US exchanges with cryptocurrency deal with about 29% of the worldwide Bitcoin trading, which is much more than previously thought.
With this conclusion, Bitwise Asset Management, which drew up a Bitcoin study to support its proposal to approve Bitcoin ETFs with the US Securities and Exchange Commission (SEC), came to this conclusion.
We have written about the conclusions of the Bitwise study that about 95% of the volume (daily trading volume) is a fraud in this extensive article.
American influence on Bitcoin
In the report, Bitwise reports that the data for the fake volume of stock exchanges suggest that the assumptions that trading in the US is only 1 percent of the volume of Bitcoin deals are far from the truth.
Bitwise claims that, in particular, many unregulated exchanges abroad have artificially increased their business volumes to attract more customers. When reports of these exchanges are cleared of false data, their impact on Bitcoin trading is considerably lower, and conversely, US trading, where stock exchanges have to comply with much stricter regulatory rules, suddenly has a significantly larger dimension.
According to the study, only Bitcoin trading in Malta, where Binance and OKEx are located, is more influential.

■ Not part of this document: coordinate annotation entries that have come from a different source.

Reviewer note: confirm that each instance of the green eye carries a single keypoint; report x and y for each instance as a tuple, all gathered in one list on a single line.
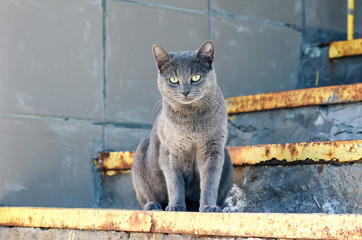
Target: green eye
[(173, 80), (196, 78)]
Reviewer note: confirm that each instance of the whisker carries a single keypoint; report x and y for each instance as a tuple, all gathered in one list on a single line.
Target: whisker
[(156, 107)]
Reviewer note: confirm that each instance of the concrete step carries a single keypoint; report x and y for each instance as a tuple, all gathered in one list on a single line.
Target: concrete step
[(340, 152)]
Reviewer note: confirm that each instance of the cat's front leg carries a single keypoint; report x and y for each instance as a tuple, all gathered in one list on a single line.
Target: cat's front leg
[(175, 186), (210, 173)]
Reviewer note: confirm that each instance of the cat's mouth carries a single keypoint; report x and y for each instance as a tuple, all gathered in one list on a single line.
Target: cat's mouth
[(187, 99)]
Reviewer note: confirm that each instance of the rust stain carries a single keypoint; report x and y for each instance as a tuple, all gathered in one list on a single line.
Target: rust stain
[(295, 98), (114, 161), (269, 154), (141, 222), (345, 48), (297, 153)]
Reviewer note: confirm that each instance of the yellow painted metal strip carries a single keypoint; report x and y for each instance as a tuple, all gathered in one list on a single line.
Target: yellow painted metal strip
[(262, 225), (345, 48), (314, 152), (269, 154), (295, 98), (350, 20)]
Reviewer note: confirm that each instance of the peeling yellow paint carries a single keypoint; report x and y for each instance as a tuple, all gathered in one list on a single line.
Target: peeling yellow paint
[(295, 98), (345, 48), (262, 225)]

Malta makes up over 40% of Bitcoin trading. The 29% are US, almost 14% Taiwan, 11.6% UK and 5% Japan.
These conclusions are another Bitwise argument in favor of approving their Bitcoin ETF application. The company claims that Bitcoin trading is, according to these data, much more regulated than it may have been. Only unregulated exchanges that falsify their data create a false impression. According to Bitwise, regulated US exchanges (plus a few unregulated, but fair data, such as Binance) combined with Bitcoin futures contracts with CBOE and CME have a far more significant impact on the Bitcoin price than previously thought.